Pre-eclampsia is the second leading cause of maternal death globally, including Sierra Leone, where women are 2000 times more likely to die compared to the UK. Key reasons are delayed detection and lack of appropriate action (anti-hypertensives, anticonvulsants, delivery). In Sierra Leone, we demonstrated that early identification of abnormal vital signs is associated with a reduction in maternal mortality, and enables targeted interventions (early delivery), which saves babies lives (NNT = 30), and reduces severe maternal hypertension. Policy Labs are an engagement approach used to facilitate research evidence uptake into policy and practice. Integration of this novel evidence into maternity care is critical to minimise adverse outcomes.
Based on the ‘trust-translation-timing’ model developed by King’s Policy Institute we co-hosted a Policy Lab with the Ministry of Health and Sanitation in Sierra Leone attended by a diverse group of stakeholders, who received a briefing pack synthesizing key evidence prior to the event.
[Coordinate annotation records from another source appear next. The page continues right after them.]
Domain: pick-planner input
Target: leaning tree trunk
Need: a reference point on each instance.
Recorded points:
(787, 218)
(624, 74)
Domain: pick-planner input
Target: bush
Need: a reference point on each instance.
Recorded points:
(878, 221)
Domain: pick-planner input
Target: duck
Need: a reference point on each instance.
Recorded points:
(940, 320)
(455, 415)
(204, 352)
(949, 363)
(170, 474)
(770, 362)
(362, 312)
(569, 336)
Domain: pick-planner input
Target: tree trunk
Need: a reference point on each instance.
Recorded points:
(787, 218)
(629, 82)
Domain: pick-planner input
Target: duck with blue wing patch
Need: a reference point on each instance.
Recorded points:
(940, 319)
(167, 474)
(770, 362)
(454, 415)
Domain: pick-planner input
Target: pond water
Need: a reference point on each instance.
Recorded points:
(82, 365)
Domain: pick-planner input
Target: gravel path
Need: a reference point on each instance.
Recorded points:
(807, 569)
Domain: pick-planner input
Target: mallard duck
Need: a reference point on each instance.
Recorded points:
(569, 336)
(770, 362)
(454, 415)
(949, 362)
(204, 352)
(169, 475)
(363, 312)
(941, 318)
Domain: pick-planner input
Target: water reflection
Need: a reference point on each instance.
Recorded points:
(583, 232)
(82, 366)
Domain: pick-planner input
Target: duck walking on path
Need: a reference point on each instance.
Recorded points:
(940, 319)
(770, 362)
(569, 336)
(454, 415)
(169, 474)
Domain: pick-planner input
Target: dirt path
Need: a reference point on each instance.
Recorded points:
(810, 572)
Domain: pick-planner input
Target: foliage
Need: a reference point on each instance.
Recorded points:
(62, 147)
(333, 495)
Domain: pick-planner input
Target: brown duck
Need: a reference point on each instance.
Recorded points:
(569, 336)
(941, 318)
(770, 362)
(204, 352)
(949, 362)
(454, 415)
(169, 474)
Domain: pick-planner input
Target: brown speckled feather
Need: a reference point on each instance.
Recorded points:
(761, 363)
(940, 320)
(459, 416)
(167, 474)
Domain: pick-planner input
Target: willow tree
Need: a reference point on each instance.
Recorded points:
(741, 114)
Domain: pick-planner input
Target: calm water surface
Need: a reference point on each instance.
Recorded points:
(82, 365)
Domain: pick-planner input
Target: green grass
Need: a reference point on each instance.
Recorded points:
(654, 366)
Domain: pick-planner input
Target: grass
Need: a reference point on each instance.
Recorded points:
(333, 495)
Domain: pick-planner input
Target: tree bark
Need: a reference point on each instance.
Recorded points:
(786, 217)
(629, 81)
Participants discussed barriers and facilitators in small, mixed groups and devised collaborative strategies for translation of the new research into pre-eclampsia management.
39 attendees (women, community representatives, religious leaders, health workers, policy makers and politicians) identified multiple challenges, i.e.: lack of awareness of pre-eclampsia and its associated risks, cost of transport, lack of trust in healthcare, and women being asked to pay for care. Key recommendations included intentional community engagement through public health education campaigns, and specialized Pre-eclampsia Care centres. 15 participants formed a technical working group and are currently involved in development and delivery of a national pre-eclampsia awareness programme.
Early detection and appropriate action is a critical issue for pre-eclampsia management in Sierra Leone. Policy Labs are an effective tool to facilitate the co-development of evidence-based collaborative policies, including community education and empowerment, to expedite reduction in mother and infant morbidity and mortality.